Kyan from Fort Myers, FL:
Last game the announcers were saying that Johnathan Cyprien was a Top 10 safety in the league?? Am I missing that the other 22 strong safeties in the league have been struggling that bad or am I not realizing that he is playing at a high level? Maybe I am just used to his missed tackles and horrible coverage that I haven't noticed he has changed …

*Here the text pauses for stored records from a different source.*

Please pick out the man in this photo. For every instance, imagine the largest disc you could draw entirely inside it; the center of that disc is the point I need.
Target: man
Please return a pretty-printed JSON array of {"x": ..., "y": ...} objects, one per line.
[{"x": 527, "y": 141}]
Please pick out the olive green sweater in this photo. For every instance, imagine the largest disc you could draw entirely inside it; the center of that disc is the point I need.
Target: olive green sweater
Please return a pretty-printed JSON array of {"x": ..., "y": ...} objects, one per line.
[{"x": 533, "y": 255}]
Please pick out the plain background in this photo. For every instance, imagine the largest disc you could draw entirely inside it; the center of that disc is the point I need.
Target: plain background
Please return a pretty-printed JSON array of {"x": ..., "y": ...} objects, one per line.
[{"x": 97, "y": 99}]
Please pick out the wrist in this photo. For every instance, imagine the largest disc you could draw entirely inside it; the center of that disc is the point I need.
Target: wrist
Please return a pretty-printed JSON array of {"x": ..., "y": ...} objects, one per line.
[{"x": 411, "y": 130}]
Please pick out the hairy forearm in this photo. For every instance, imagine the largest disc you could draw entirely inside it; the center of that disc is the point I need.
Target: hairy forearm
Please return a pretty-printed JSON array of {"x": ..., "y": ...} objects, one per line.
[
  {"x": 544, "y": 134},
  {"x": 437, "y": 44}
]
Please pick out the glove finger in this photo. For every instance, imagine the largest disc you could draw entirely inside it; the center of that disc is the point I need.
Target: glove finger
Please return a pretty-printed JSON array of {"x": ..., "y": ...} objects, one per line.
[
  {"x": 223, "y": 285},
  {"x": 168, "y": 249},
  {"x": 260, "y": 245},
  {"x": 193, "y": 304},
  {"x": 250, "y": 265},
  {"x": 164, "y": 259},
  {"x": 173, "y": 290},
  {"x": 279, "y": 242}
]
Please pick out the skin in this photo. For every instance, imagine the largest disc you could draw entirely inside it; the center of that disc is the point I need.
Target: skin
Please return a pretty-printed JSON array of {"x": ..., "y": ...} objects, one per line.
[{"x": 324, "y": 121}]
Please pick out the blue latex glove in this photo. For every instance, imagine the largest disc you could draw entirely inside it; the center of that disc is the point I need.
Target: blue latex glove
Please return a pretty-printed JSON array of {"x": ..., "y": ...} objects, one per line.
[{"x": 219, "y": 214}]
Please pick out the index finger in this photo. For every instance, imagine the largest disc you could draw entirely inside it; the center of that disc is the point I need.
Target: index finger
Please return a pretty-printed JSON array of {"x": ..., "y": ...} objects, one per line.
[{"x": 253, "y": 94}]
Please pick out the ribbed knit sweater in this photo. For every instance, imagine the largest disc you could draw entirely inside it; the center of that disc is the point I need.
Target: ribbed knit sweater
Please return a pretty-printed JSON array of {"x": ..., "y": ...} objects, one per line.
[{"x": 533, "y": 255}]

John: Cyprien indeed has played better this season than he did the past three seasons. He appears very definitely to have benefitted from Tashaun Gipson's presence at free safety. The team's hope in the offseason was the addition of Gipson would allow Cyprien to concentrate on playing in the box, where he typically had played OK in the past. He has been able to do that and his play has improved. I wouldn't put him among the Top 10 strong safeties in the NFL, and he still has struggled at times against the pass. Still, he has improved overall – and definitely has improved against the run.
Howard from Loveland, CO:
It may not always be management's fault, but it is difficult to imagine the Denver Broncos having three years like the last three in Jacksonville. Same with the New England Patriots. Don't you feel that coaches and general managers who have a knack for getting the most out of their talent rise to the top?
John: Sometimes yes – and sometimes no. The Patriots and the Broncos are in the middle of remarkable runs of success. There are many reasons for this, and there's no question that Bill Belichick is a remarkable head coach and that John Elway has done a very good job running the Broncos. But I would say the same is true of, say, the Baltimore Ravens – and they had a down year last season. The Green Bay Packers also have outstanding coaching and management – and they are struggling right now. When a franchise goes into a long-time downturn – which the Jaguars certainly have done – it's extremely difficult to escape, although escape indeed does happen. The Cincinnati Bengals, Indianapolis Colts, Tampa Bay Buccaneers and other teams in recent decades have gone through long droughts. They eventually broke that cycle with runs of success. That will happen with the Jaguars. I can't predict when, but it will happen.
Chuck from Ponte Vedra Beach, FL:
A TV commentator on Sunday speculated that Bortles has never been benched in his high school, college or pro careers, thus lacks the motivation to fix his mechanics. Any truth to this?
John: I lack the ability to peer into Bortles' soul and know his motivations. I do know he worked hard to fix his mechanics in the 2015 offseason, and I do know that those mechanics seemed to be fine until early this preseason. I don't know how much his high school-playing time had to do with whatever happened in late August, but who knows? Maybe it played a role.